If your database can automatically scale, disaster recovery, switching, come with its own multi-node solution, etc., docker is a better solution.
But if not, don’t use docker.
The original text also makes it very clear:
When the traffic is small, anything can be containerized. Database, application, hadoop, various nodes, nginx.
In the case of large volumes, storage-related services are not suitable for containerization. Stateless services such as the application layer and business layer are suitable for containerization. Memory-intensive services such as caching can be containerized.
To put it simply, there are three issues, disaster recovery, performance and data consistency.
As far as traditional databases like mysql are concerned, there are so many problems that I can list:
How to containerize mysql?
What should I do if the main database mysqld kneels down?
What should I do if the main library dockerd kneels down?
What should I do if the slave mysqld kneels down?
What should I do if the dockerd library crashes?
Can mysql be quickly expanded through containers when the peak is approaching? plan?

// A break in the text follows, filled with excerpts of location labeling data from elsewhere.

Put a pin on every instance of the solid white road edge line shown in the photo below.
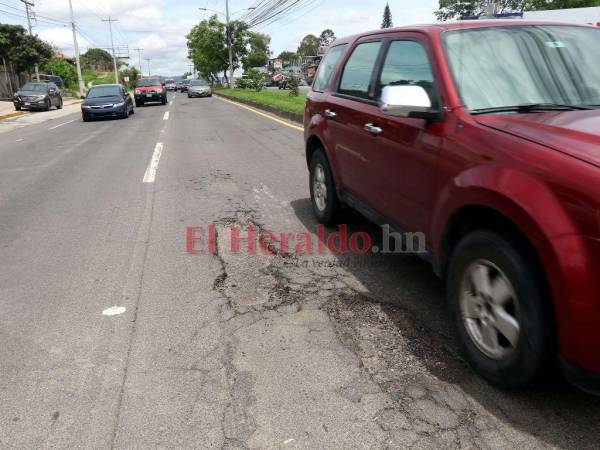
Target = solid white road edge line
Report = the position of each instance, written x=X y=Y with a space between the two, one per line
x=61 y=124
x=150 y=174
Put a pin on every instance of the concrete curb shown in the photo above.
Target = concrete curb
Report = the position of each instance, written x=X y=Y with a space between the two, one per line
x=298 y=118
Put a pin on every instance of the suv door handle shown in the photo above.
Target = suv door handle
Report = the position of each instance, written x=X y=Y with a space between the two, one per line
x=372 y=128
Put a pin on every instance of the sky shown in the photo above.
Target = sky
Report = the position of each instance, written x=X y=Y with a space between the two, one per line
x=160 y=27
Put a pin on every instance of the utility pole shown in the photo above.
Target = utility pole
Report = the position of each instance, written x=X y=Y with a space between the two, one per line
x=139 y=50
x=29 y=4
x=228 y=30
x=77 y=61
x=112 y=44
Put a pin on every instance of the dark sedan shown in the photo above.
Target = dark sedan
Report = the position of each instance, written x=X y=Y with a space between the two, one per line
x=42 y=96
x=106 y=100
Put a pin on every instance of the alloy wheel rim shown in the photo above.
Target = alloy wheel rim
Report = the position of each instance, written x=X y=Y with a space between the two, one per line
x=490 y=309
x=319 y=187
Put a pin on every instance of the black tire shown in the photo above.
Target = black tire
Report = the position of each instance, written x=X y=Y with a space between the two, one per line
x=524 y=362
x=330 y=213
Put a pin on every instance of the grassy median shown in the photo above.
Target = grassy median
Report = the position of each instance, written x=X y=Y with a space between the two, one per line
x=278 y=101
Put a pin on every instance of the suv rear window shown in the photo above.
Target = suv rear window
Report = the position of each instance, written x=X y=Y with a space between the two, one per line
x=358 y=71
x=149 y=82
x=327 y=66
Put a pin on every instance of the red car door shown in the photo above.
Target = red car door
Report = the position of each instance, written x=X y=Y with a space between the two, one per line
x=347 y=109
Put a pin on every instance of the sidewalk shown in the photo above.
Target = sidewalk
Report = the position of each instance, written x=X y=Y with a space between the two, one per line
x=7 y=108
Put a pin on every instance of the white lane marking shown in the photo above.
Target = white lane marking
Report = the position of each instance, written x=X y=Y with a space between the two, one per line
x=61 y=124
x=150 y=174
x=114 y=311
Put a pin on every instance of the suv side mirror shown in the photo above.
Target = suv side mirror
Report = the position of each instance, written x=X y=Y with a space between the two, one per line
x=407 y=101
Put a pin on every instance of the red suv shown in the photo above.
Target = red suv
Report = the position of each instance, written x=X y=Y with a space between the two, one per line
x=485 y=137
x=150 y=90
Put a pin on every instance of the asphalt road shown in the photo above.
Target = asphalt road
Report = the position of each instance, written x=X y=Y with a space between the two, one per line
x=225 y=350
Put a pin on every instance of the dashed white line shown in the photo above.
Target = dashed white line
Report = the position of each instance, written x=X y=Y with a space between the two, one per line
x=61 y=124
x=150 y=174
x=114 y=311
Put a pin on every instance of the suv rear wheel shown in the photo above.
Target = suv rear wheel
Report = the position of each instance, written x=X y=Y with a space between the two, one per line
x=497 y=300
x=325 y=202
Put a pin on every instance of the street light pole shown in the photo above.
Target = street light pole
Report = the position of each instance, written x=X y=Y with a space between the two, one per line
x=28 y=4
x=112 y=44
x=77 y=61
x=139 y=50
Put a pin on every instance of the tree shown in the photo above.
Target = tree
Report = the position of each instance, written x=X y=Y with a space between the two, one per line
x=130 y=72
x=387 y=17
x=309 y=45
x=326 y=38
x=207 y=46
x=62 y=68
x=98 y=59
x=455 y=9
x=287 y=58
x=258 y=52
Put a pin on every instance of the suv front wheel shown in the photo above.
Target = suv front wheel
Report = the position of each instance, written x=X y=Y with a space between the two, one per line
x=498 y=302
x=325 y=202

Data master-slave switching solution? How to ensure consistency?
The volume is large enough during peak periods, and sometimes the capacity of a physical machine is only enough for one mysql process.
So it’s also a single machine, why can’t I start mysql directly?

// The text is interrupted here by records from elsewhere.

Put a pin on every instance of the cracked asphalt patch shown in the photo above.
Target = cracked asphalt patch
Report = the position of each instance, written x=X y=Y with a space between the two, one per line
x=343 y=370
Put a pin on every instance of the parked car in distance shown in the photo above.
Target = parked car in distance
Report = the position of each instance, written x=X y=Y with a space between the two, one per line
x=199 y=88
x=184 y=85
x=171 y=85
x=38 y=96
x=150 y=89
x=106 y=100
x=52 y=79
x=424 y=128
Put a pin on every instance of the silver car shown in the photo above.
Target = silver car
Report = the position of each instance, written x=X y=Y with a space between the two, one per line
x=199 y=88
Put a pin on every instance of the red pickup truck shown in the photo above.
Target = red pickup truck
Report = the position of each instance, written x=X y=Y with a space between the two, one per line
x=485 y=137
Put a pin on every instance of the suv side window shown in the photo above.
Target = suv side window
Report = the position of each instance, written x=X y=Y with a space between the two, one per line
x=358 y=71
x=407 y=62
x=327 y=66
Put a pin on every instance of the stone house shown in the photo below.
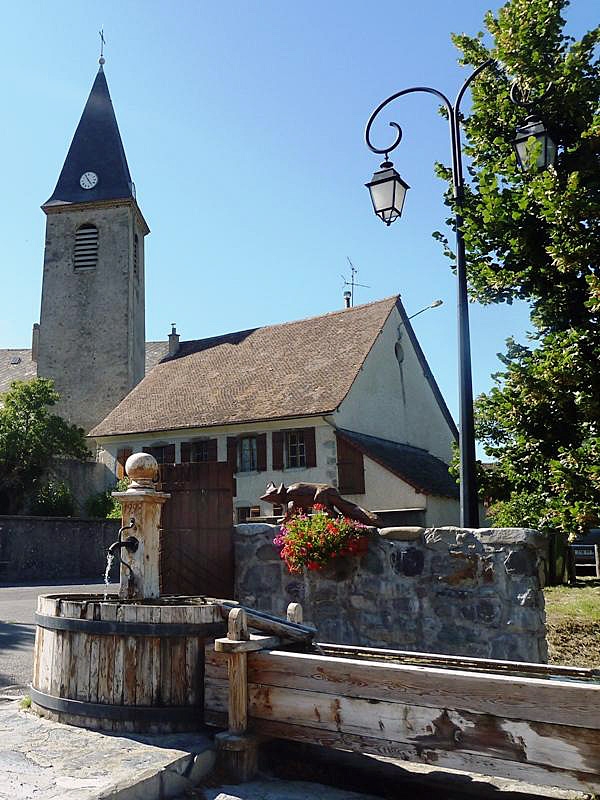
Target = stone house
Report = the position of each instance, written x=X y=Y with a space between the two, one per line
x=346 y=398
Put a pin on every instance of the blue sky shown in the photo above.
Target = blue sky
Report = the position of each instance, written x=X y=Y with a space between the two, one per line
x=243 y=126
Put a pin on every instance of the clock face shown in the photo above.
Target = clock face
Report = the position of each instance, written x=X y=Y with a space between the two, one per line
x=88 y=180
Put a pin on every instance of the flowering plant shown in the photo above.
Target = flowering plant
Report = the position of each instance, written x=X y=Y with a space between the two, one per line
x=312 y=541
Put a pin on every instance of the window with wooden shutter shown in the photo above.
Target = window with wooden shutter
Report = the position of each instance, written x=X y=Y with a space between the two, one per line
x=122 y=456
x=351 y=468
x=310 y=447
x=261 y=452
x=295 y=449
x=85 y=255
x=232 y=452
x=277 y=443
x=248 y=454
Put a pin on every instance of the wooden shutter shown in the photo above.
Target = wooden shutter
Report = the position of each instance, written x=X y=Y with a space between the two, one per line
x=278 y=449
x=232 y=452
x=351 y=468
x=310 y=448
x=211 y=447
x=122 y=456
x=261 y=452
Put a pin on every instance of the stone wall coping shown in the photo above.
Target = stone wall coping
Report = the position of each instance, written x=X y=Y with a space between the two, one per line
x=497 y=536
x=404 y=534
x=74 y=520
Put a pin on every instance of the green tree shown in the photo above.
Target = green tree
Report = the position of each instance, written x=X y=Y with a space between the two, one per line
x=535 y=236
x=30 y=437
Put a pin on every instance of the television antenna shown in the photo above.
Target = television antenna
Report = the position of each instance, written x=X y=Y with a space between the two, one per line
x=349 y=293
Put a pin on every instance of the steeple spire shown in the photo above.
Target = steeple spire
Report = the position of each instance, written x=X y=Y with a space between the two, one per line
x=96 y=167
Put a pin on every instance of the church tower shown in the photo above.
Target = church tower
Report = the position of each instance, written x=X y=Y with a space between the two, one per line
x=91 y=337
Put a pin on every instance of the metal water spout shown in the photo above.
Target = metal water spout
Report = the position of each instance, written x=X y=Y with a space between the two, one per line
x=139 y=555
x=131 y=544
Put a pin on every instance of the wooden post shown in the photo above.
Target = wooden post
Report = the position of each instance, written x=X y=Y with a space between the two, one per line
x=237 y=667
x=238 y=751
x=294 y=613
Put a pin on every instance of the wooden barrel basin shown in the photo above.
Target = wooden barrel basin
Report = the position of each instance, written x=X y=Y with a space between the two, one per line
x=115 y=665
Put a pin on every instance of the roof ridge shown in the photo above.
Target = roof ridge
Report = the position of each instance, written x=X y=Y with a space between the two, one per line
x=393 y=441
x=394 y=298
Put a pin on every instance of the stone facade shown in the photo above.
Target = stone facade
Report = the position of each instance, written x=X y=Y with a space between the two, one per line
x=55 y=548
x=475 y=593
x=92 y=328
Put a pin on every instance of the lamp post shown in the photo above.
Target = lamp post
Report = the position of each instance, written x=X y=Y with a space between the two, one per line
x=388 y=192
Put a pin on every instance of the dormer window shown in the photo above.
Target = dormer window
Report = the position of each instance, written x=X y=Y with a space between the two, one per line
x=86 y=247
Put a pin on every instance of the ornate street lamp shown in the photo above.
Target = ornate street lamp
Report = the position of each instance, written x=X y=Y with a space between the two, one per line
x=535 y=150
x=534 y=147
x=388 y=191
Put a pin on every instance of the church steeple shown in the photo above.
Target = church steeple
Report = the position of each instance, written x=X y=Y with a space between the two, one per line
x=91 y=333
x=96 y=167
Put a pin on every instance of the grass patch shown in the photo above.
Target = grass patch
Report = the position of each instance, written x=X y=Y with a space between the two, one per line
x=573 y=623
x=580 y=602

Why do we need to put a container outside? How much is the performance loss?
How to upgrade mysql?
Will the data volume lose data? (I have encountered damaged containers many times...)

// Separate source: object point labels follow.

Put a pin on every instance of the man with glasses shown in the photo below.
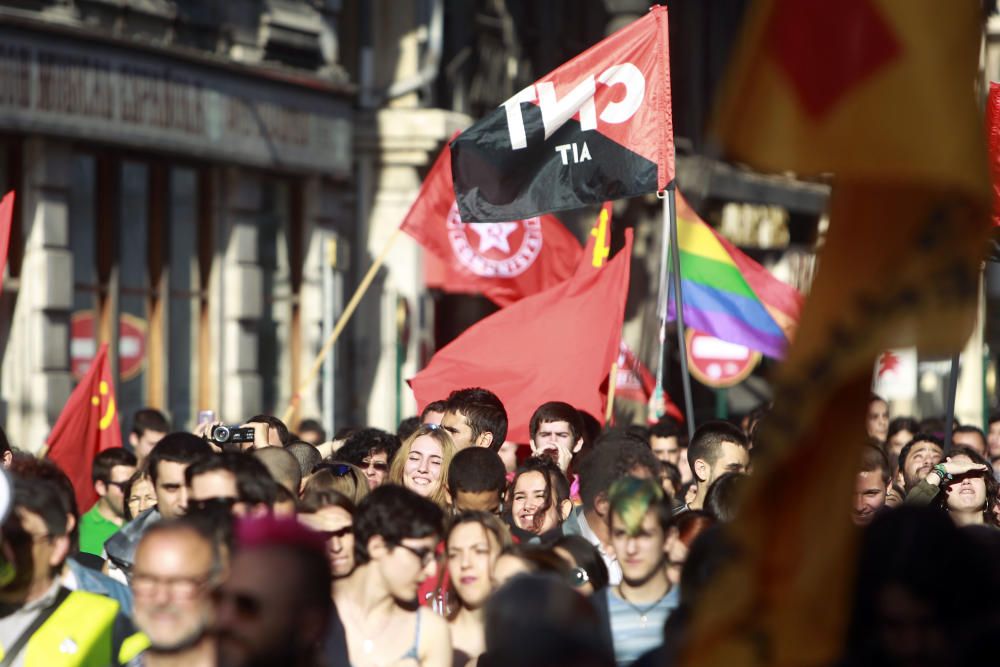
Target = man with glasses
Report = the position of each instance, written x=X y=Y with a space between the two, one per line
x=264 y=619
x=112 y=469
x=41 y=620
x=395 y=533
x=235 y=480
x=176 y=566
x=371 y=450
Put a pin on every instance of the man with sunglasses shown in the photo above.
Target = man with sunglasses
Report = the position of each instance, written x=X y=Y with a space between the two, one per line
x=112 y=468
x=395 y=533
x=235 y=480
x=176 y=566
x=372 y=450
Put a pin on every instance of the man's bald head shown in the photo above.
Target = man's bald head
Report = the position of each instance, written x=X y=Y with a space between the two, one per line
x=282 y=466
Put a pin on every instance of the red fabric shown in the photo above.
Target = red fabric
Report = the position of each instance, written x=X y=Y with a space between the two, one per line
x=557 y=345
x=6 y=215
x=87 y=426
x=504 y=261
x=993 y=141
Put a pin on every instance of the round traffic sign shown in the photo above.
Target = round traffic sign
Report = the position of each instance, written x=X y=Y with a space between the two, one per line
x=718 y=363
x=131 y=344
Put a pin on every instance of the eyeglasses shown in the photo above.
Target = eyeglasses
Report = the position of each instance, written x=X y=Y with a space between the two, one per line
x=246 y=606
x=181 y=588
x=207 y=504
x=578 y=577
x=425 y=555
x=341 y=533
x=380 y=466
x=338 y=469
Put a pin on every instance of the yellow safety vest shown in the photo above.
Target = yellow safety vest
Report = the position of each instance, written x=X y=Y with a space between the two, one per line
x=77 y=634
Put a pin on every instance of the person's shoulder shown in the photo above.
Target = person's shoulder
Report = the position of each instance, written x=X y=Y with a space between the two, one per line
x=435 y=639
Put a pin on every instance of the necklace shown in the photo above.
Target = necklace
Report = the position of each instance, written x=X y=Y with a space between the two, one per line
x=641 y=611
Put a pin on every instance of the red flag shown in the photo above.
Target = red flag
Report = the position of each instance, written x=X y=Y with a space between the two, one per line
x=87 y=426
x=505 y=261
x=6 y=215
x=597 y=128
x=557 y=345
x=993 y=142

But mysql is not completely incapable of containerization.
Businesses that are not sensitive to data loss (such as products found by JD.com search) can be digitized and use database sharding to increase throughput by increasing the number of instances.
As for the issues mentioned in the original article, some things have flaws, but they are well thought out. For example, the following question is very problematic (about shared data directories):
From the databases I have come into contact with so far, only databases such as cassandra (there are also tidb and cockroachdb, but I have not encountered use cases in large companies so far) are suitable for containerization.
But cassandra itself is also close to being stateless: it provides its own disaster recovery, capacity expansion, and switching solutions.
Let’s mention JD.com.
JD.com is an outlier, but JD.com has also mentioned similar problems and things that need attention.
Even, a lot of customization has been done to docker.
You can watch it on JD.com.
Not suitable, not unable.
If there are no problems with a single machine, it is still beneficial in some cases. For example, when my company's Oracle database was adjusting parameters before, the database crashed and could not be started. Fortunately, I used docker at that time, so I ran it directly and changed the data directory. Just point to the original one.
No matter how you create a cluster, it’s not easy to set it up manually using docker or tools like swarm. It’s better to build it directly on a physical machine to save trouble.
There is a company abroad that specializes in docker data storage solutions. For example, flocker, and rancher’s convoy
Docker is more suitable for stateless and will not change the service.
If there are a large number of clusters:
Write the docker file. Then when the code is uploaded to the code warehouse, after deploying the docker file, let the release script build the docker service in batches and put the service code into it.
Not only MySQL, but similar to redis and mc are not suitable for putting in docker. In other words, putting the database in docker is just for the sake of using docker, and there is not much benefit.
Yes, because the characteristics of docker determine that it is not suitable for data storage. Not only databases, but also all storage-related services are not suitable for using docker.
I can’t even figure out which directory the official mysql image stores data in.